И вот они обнимаются, а я на внезапную гостью гляжу и тетей ее назвать не могу. Она даже в моем мальчишеском понятии совсем, совсем молоденькая.
Она и в комнате нашей, когда мы туда с темного двора зашли да включили свет, осталась такой же.
Лицо юное, румяное. Глаза смешливые, серо-синие. Платье белое, легкое. И стоит она — эта тетя Миля — перед нами… босиком!
— Вот так питерка! — ахнула мама. — Зачем туфли-то держишь в руке? Бережешь?
Миля ставит туфли у порога на пол, опускает рядом маленький чемодан, улыбается:
— Берегу не туфли, а настроение. Соскучилась на городских камнях по живой земле и, как с поезда спрыгнула, так сразу и туфли долой! Нашлепываю к вам прямо по теплой пыли, напеваю от радости сама, и напевает во мне каждый суставчик. Славно у тебя тут, Фаня! Поезда почти у порога, леса да поля почти под окошком… Молодец ты, что устроилась работать в здешней школе!

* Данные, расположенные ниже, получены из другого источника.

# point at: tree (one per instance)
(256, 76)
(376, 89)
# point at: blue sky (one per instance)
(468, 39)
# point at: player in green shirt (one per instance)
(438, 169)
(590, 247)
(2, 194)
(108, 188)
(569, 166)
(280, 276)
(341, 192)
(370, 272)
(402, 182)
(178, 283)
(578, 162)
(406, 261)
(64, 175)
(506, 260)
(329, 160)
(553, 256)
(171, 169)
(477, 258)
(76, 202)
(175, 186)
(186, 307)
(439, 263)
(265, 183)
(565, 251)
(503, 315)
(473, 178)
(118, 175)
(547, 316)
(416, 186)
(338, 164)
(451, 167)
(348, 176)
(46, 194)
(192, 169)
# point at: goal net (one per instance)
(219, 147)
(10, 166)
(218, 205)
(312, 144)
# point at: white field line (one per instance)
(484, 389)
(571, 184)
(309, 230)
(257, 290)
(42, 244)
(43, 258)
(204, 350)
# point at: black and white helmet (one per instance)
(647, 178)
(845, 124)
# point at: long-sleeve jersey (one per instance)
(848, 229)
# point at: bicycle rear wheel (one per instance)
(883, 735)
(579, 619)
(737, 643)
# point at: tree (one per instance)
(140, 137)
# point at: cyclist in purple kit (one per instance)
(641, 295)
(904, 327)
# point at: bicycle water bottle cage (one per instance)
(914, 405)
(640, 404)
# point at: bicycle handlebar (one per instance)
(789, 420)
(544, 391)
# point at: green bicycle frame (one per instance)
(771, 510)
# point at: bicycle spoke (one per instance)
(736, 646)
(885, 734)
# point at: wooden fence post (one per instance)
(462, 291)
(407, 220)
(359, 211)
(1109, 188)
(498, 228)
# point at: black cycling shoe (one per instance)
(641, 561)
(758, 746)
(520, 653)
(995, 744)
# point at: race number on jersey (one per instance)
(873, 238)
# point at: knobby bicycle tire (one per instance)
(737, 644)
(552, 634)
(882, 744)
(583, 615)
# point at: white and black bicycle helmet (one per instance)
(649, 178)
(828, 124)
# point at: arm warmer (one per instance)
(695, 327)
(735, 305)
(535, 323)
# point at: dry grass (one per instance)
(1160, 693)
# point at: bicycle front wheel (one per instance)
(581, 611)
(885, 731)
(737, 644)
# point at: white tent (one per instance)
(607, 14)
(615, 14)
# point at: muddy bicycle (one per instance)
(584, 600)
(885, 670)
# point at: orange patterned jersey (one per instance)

Она все говорит, она все улыбается. И столько в ней бодрости, напористого настроения, так она — питерская, городская — нахваливает нашу тихую, в общем-то ничем не выдающуюся станцию, наш поселок, что и я улыбаюсь, радуюсь и совсем уж решительно, без малейшего смущения называю гостью не тетей, а просто — Милей.
Когда же она достала из чемоданчика подарки — маме крошечный, в полтора наперстка, флакон духов, а мне цветастую, толстую книжищу под названием «Волшебные сказки», то я, потрясенный, так и вскричал:
— Ой, Милюшка!
Я в эту книгу так и впился глазами, воткнулся носом, а Миля с мамой уселись пить чай.
Меня тоже позвали пить чай. Но мне не до чаев. Я уже за синими морями, за высокими горами в неведомом царстве, в нездешнем государстве разыскиваю царевну-лягушку, а путь мне освещает жароптицево перо.